Leading an organisation into unknown territory always involves an element of risk and demands courageous leadership to make the call to lead where others fear to go.  These sorts of tough decisions cannot be avoided, rarely should be delegated and ought never to be abdicated.  While there are tough decisions that require the collective wisdom of other leaders or a committee to determine the correct course of action, more often than not, what makes decisions tough is not determining what needs to be done but having the courage to do it!  Leadership expert Peter Drucker writes, “Just because something is difficult, disagreeable, or frightening there is no reason for not doing it if it is right.”  From that crucial conversation to a corporate contract, the knowledge of what is the right thing to do can’t be compromised by the degree of risk or reservation by those we lead.  Command decisions require uncompromising character and courage from those entrusted with the responsibility to lead.

Monday, September 23, 2013

Keeping Mobile



Episode 49:  The General Flipped At Dawn

General:       We’re gonna have to move your unit closer to the 
               front Colonel
Colonel Blake: You mean where the guys are fighting Sir?
General:       “You do your best business on Main Street.” -   
               General Cornwallis
Trapper:       It’s not all that pleasant being on the 50-yard 
               line, General.
Colonel Blake: It’s very dangerous.
General:       Danger is our business.  Get your second in command 
               and we’ll find a new location.  MASH means Mobile 
               Army Surgical Hospital, and mobile you shall be.

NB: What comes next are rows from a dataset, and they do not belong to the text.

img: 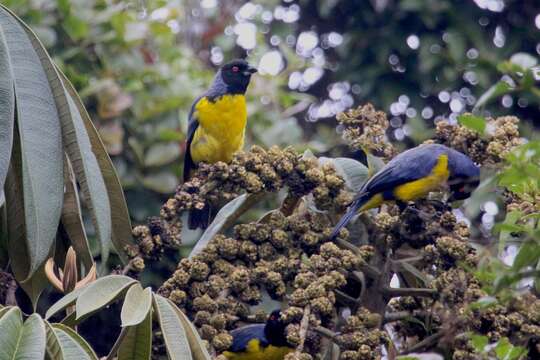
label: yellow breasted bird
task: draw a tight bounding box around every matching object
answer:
[331,144,480,238]
[223,310,294,360]
[184,60,257,229]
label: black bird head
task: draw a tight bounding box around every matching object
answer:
[448,151,480,201]
[219,59,257,94]
[264,310,288,346]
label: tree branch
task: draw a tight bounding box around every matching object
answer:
[381,287,437,297]
[400,331,444,355]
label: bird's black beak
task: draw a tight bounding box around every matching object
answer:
[244,66,257,76]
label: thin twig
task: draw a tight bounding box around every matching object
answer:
[384,310,428,324]
[334,290,358,306]
[335,239,381,278]
[105,327,128,360]
[400,331,444,355]
[295,305,311,355]
[381,287,437,297]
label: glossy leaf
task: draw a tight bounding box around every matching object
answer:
[154,294,192,360]
[168,300,212,360]
[60,73,133,263]
[61,157,94,271]
[20,21,111,263]
[120,284,152,327]
[0,7,64,280]
[75,275,136,319]
[45,286,88,319]
[0,307,23,359]
[52,324,98,360]
[0,26,15,191]
[458,114,486,135]
[118,310,152,360]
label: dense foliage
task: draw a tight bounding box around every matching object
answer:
[0,0,540,360]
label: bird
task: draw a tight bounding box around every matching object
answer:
[223,310,294,360]
[184,59,257,229]
[330,144,480,239]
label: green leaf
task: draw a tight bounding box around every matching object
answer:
[45,320,65,360]
[167,299,212,360]
[15,20,111,263]
[319,157,368,192]
[473,81,512,111]
[120,284,152,327]
[498,210,523,254]
[45,285,89,319]
[458,114,486,135]
[60,72,133,264]
[189,194,261,258]
[0,307,23,359]
[75,275,136,319]
[52,324,98,360]
[0,6,64,280]
[0,26,15,191]
[118,310,152,360]
[61,156,94,271]
[512,241,540,270]
[471,334,489,353]
[17,314,46,359]
[510,52,538,70]
[154,294,192,360]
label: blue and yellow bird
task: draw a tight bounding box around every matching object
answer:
[331,144,480,238]
[223,310,294,360]
[184,59,257,229]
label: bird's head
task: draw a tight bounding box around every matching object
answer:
[264,310,288,346]
[448,153,480,201]
[220,59,257,94]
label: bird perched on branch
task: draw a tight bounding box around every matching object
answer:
[184,60,257,229]
[331,144,480,239]
[223,310,294,360]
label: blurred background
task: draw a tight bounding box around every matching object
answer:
[7,0,540,222]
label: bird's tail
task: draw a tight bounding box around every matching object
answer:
[330,192,371,240]
[188,205,210,230]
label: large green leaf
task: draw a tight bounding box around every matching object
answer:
[0,28,15,191]
[0,6,64,278]
[17,314,46,360]
[45,285,85,319]
[118,310,152,360]
[61,156,94,271]
[60,72,133,263]
[120,284,152,327]
[75,275,136,319]
[45,320,65,360]
[167,300,212,360]
[9,12,111,263]
[154,294,192,360]
[52,324,98,360]
[189,194,262,258]
[0,307,23,359]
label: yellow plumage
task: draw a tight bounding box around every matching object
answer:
[223,339,294,360]
[394,154,450,201]
[190,95,247,163]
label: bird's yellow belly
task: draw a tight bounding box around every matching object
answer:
[190,95,247,163]
[223,340,294,360]
[394,154,450,201]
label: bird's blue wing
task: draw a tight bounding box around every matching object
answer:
[229,324,268,353]
[184,95,204,181]
[360,145,444,195]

The camp is tuned into chaos when General Steele arrives to inspect the 4077 and demonstrates some bizarre behaviour that makes him appear to be insane.  His order to relocate the 4077 closer to the front line convinces the officers that he is crazy.

In a constantly changing world the ability for organisations to remain mobile is critical to keep up with their particular market and client needs.  Organisations and leaders who refuse to adjust their position in response to their environment will not only miss opportunities for growth, but risk declining and slipping into irrelevance.  As a church leader, I am all too aware of the importance of keeping the church mobile to be a dynamic movement in the present instead of a static monument to the past.  In his book Where the Rivers Flow, Peter Kaldor identifies the challenge for the church to reach the moving masses:  “Traditional models of ministry tend to be based on a local area.  Greater mobility therefore presents considerable challenges to church ministries.”  Every context of leadership faces the same challenges in keeping their core business mobile to effectively reach beyond their local context.